ELYZAの生成AIは、同社が開発したLLM実用化プラットフォーム「ELYZA App Platform」を通じて提供されています。このプラットフォームは、企業が安全かつ効率的に生成AIを導入・運用できるよう設計されており、金融機関のような高いセキュリティ基準が求められる業界でも利用可能です。

三井住友カードでの導入詳細

導入スケジュール

  • 2024年6月末:メール回答業務での利用開始

  • 2024年内:チャットでの問い合わせ対応への展開予定

期待される効果

三井住友カードは、この生成AI導入により、以下のような効果を見込んでいます:

  1. オペレーターの応対スピード向上

  2. 問い合わせチャネルの強化

  3. 問い合わせ対応時間の最大60%短縮

これにより、顧客満足度の向上と業務効率化が同時に実現されることが期待されています。

金融業界におけるAI活用の現状と展望

三井住友カードの取り組みは、金融業界全体におけるAI活用の一例です。他の金融機関でも、様々な形でAIを活用する動きが加速しています。

他の金融機関の事例

  1. 三井住友信託銀行:AIを活用した360度評価ツール「GROW360」を導入し、人材評価の精度向上を図っています。

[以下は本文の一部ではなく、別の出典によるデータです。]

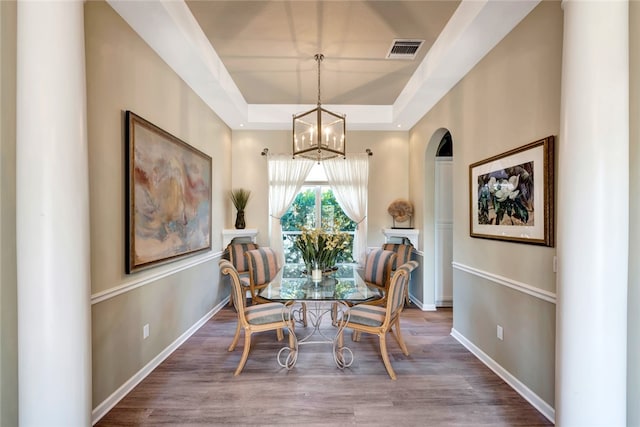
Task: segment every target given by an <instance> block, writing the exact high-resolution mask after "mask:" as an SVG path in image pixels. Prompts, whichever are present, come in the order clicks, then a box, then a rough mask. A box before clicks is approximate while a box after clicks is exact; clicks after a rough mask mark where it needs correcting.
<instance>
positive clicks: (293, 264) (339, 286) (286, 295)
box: [259, 264, 382, 303]
mask: <svg viewBox="0 0 640 427" xmlns="http://www.w3.org/2000/svg"><path fill="white" fill-rule="evenodd" d="M259 295H260V296H261V297H263V298H266V299H269V300H272V301H280V302H282V301H288V300H298V301H346V302H350V303H359V302H363V301H370V300H375V299H378V298H380V297H381V296H382V294H381V292H380V291H379V290H378V289H376V288H374V287H370V286H367V284H366V283H365V282H364V280H362V278H361V277H360V274H358V269H357V265H356V264H342V265H339V266H338V270H336V271H334V272H332V273H330V274H325V275H323V277H322V281H319V282H315V281H312V280H311V278H310V277H308V276H307V275H306V274H305V273H304V265H302V264H300V265H298V264H286V265H285V266H284V267H283V268H282V269H281V270H280V273H278V276H276V278H275V279H274V280H272V281H271V283H269V286H267V287H266V288H264V289H262V291H260V294H259Z"/></svg>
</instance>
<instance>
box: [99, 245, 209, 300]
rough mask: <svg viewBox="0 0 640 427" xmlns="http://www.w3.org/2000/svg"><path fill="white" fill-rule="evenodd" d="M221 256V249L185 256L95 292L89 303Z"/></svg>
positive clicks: (174, 273)
mask: <svg viewBox="0 0 640 427" xmlns="http://www.w3.org/2000/svg"><path fill="white" fill-rule="evenodd" d="M221 256H222V251H220V252H208V253H206V254H204V255H199V256H194V257H191V258H187V259H185V260H183V261H182V262H176V263H173V264H169V265H165V266H162V267H158V269H157V270H155V271H154V272H153V273H152V274H145V275H144V276H140V277H134V278H132V279H131V280H129V281H127V282H125V283H123V284H121V285H118V286H114V287H113V288H109V289H106V290H104V291H100V292H97V293H95V294H92V295H91V305H94V304H98V303H100V302H102V301H106V300H108V299H110V298H113V297H116V296H118V295H121V294H124V293H127V292H129V291H132V290H134V289H136V288H139V287H141V286H145V285H148V284H150V283H154V282H156V281H157V280H159V279H162V278H163V277H167V276H171V275H172V274H175V273H177V272H179V271H182V270H186V269H188V268H191V267H195V266H196V265H198V264H202V263H204V262H207V261H211V260H214V259H216V258H220V257H221ZM139 274H142V273H139Z"/></svg>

  2. ふくおかフィナンシャルグループ:IBMと共同で「融資稟議書作成AI」の実証実験を行い、作業時間の35%削減を達成しています。

  3. 楽天証券:AIを活用した投資アドバイスサービスを展開しています。

https://www.ibm.com/blogs/smarter-business/business/ffg-generative-ai-dx-01/

今後の展望

金融業界におけるAI活用は、今後さらに加速すると予想されます。特に以下の分野での活用が期待されています:

  1. リスク管理:AIによる市場動向の分析や不正取引の検知

  2. パーソナライズドサービス:顧客の行動パターンを分析し、最適な金融商品を提案

  3. 業務効率化:バックオフィス業務の自動化やペーパーレス化の推進

まとめ

三井住友カードとELYZAの生成AI導入は、金融業界におけるAI活用の新たなマイルストーンとなりました。この取り組みは、顧客サービスの向上と業務効率化の両立を実現する先進的な事例として、他の金融機関にも大きな影響を与えるでしょう。今後、AIの進化とともに、金融サービスはさらに高度化・個別化していくことが予想されます。一方で、セキュリティやプライバシーの問題、AIの判断の透明性確保など、解決すべき課題も残されています。これらの課題に適切に対処しながら、AIの可能性を最大限に活用していくことが、金融業界の未来を左右する重要な鍵となるでしょう。